大津絵の解説記事01《鬼の念仏》(部分), Public domain, via Wikimedia Commons.

大津絵の特徴といえば、「これが芸術?」と首をかしげるくらいの「ゆるさ」 。「ヘタウマ」とも称される素人っぽい作風で美術界隈を賑わせる絵画ジャンルですが、最盛期には約120種類もの画題に発展し人気を博した伝統文化なんです。

この記事では、大津絵の歴史や代表的なモチーフを詳しく紹介します。同じく江戸時代に発達した浮世絵との違いも含め、大津絵を楽しく鑑賞する豆知識を増やしていきましょう。

大津絵とは何か?滋賀県を代表するユーモラスな文化

大津絵の解説記事02《猫と鼠》, Public domain, via Wikimedia Commons.

大津絵とは、江戸時代に近江(滋賀県)の大谷・追分あたりで描かれ始め、旅人にお土産として売られていた絵画です。上の《猫と鼠》のように、絵の意味や教訓を文章で説明する「道歌」が添えられる作品も多々あります。

「絵画」といっても身構えるような芸術ではなく、大量生産されたこともあって一般人にも手の届く気軽な絵画でした。今でたとえると、絶景の写真がプリントされた旅先で買えるポストカード…のようなイメージでしょうか。

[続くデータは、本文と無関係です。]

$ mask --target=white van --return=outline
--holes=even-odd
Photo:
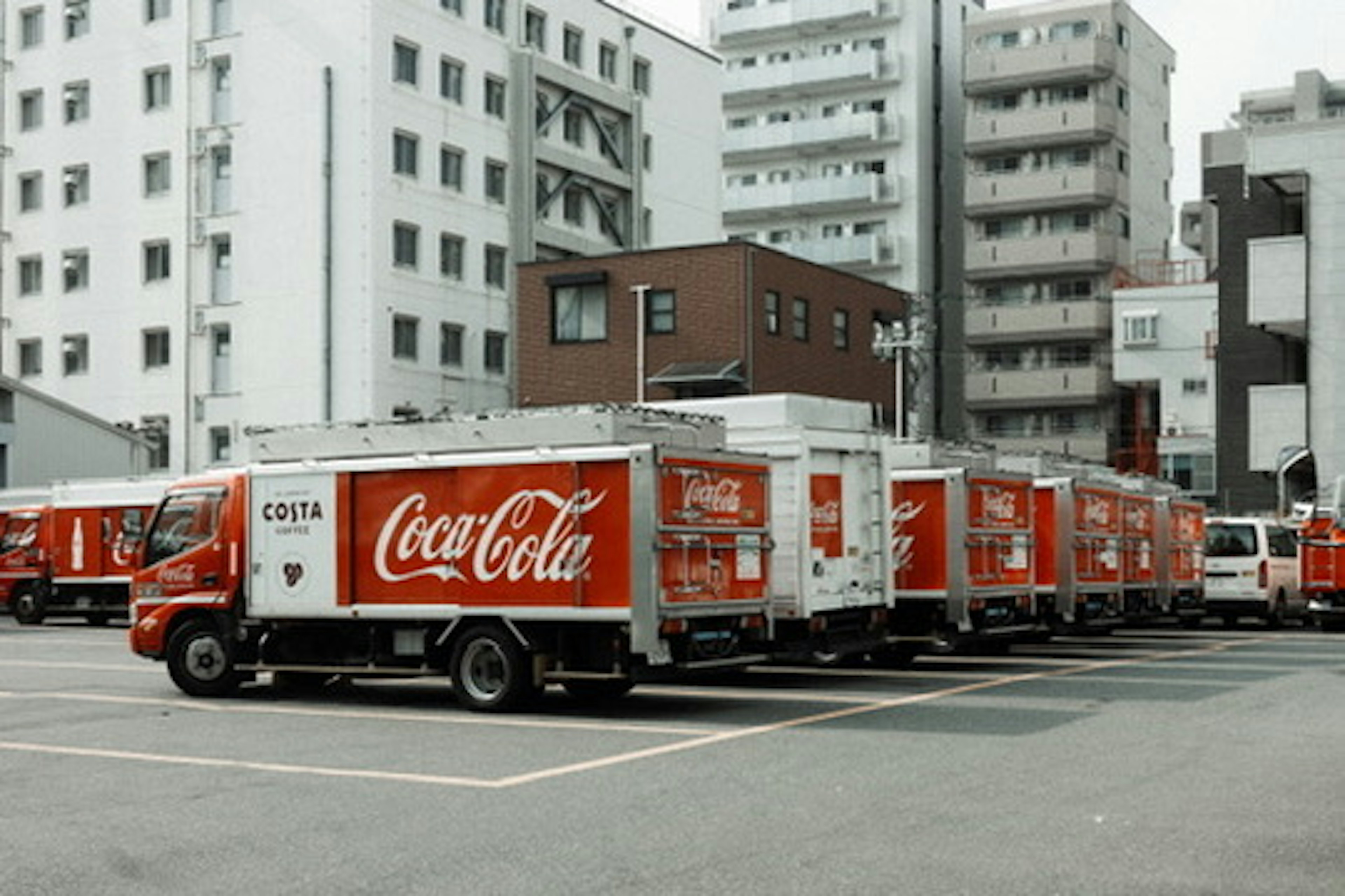
[[[1223,617],[1225,625],[1239,617],[1258,617],[1270,625],[1306,619],[1294,533],[1260,517],[1206,519],[1205,610]]]

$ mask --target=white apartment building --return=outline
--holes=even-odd
[[[1169,257],[1173,50],[1123,0],[998,9],[966,43],[968,433],[1110,462],[1114,275]]]
[[[157,469],[507,406],[516,262],[721,234],[720,63],[605,0],[0,7],[0,369]]]
[[[919,431],[955,434],[960,373],[962,30],[982,0],[716,0],[730,239],[919,297]],[[943,371],[948,367],[943,365]],[[937,379],[937,382],[936,382]],[[952,427],[947,426],[952,420]]]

大津絵の解説記事03《鬼の太鼓釣り》, Public domain, via Wikimedia Commons.

江戸では葛飾北斎や歌川広重をはじめとする人気絵師たちがしのぎを削っていた頃、大津絵は素朴であたたかみのある画風を受け継いでいきました。三味線を弾く鬼などの画題は現代の私たちから見てもユーモラスで、美術の知識の有無に関わらず楽しく鑑賞できるのも魅力ある特徴です。

大津絵の歴史をたどるー仏画から旅のお土産へ

大津絵の解説記事04《青面金剛》, Public domain, via Wikimedia Commons.

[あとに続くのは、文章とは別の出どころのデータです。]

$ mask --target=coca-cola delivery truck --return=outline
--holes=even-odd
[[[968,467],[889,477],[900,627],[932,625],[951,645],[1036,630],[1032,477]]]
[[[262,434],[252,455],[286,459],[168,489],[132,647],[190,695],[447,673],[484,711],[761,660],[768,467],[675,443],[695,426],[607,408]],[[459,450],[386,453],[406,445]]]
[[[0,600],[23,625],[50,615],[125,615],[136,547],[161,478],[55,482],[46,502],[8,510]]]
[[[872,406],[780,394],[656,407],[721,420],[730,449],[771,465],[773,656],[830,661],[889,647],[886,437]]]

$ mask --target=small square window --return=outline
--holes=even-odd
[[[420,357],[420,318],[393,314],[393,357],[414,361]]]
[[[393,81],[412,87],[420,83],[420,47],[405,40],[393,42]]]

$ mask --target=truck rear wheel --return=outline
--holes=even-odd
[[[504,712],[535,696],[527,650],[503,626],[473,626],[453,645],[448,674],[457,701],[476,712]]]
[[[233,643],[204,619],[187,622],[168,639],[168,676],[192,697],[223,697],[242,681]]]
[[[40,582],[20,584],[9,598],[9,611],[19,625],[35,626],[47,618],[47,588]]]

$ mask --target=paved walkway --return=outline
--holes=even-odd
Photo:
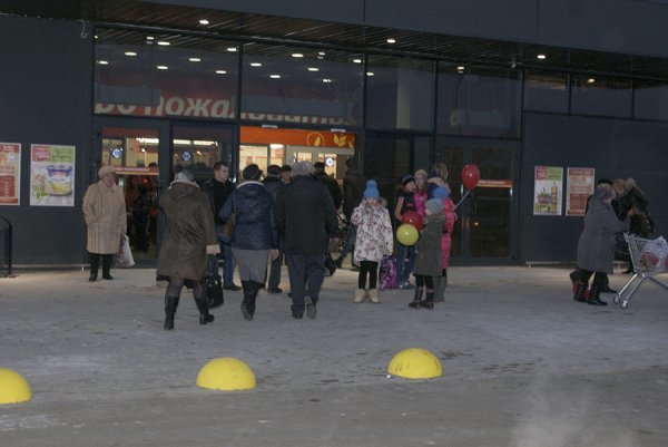
[[[33,390],[0,405],[0,447],[668,445],[668,293],[650,282],[621,310],[573,302],[563,269],[452,268],[430,311],[401,290],[354,304],[340,270],[315,320],[263,291],[248,322],[230,292],[202,327],[184,295],[167,332],[154,271],[112,273],[0,279],[0,367]],[[389,378],[410,347],[443,377]],[[257,388],[196,387],[216,357],[246,361]]]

江戸時代初期、大津絵は阿弥陀如来や観音菩薩などを描く仏画として誕生しました。松尾芭蕉も「大津絵の筆のはじめは何仏」という句を残し、新年を迎えた大津絵師が始めて描くのはどの仏様か…と詠んでいます。

また、江戸幕府がキリシタン弾圧を始めると、キリシタンでないことの証にするため仏画の大津絵が求められるようになりました。後に画題が変化しても、大津絵の護符としての性格は受け継がれていきます。

大津絵の解説記事05《女虚無僧》, Public domain, via Wikimedia Commons.

その後、「藤娘」や「猫と鼠」など世俗的・戯画的な画題で描かれるようになり、大津絵は全盛期を迎えました。18世紀前半には約120種類の画題があったとか。江戸時代後期には旅ブームに乗じ、東海道を行き交う旅人のお土産としても人気となります。

明治時代に入って鉄道が開通すると、旅人が激減して大津絵も大きな打撃を受けることに。しかしその伝統は息絶えることなく、現在も数名の絵師たちが大津絵を支えています。

大津絵の解説記事06《鬼の三味線》, Public domain, via Wikimedia Commons.

なお、大正期には美術コレクターの間で大津絵ブームが起こりました。民藝運動をリードした柳宗悦も、大津絵を収集して研究。柳が設立した日本民藝館は現在、国内最大規模の大津絵コレクションを誇っています。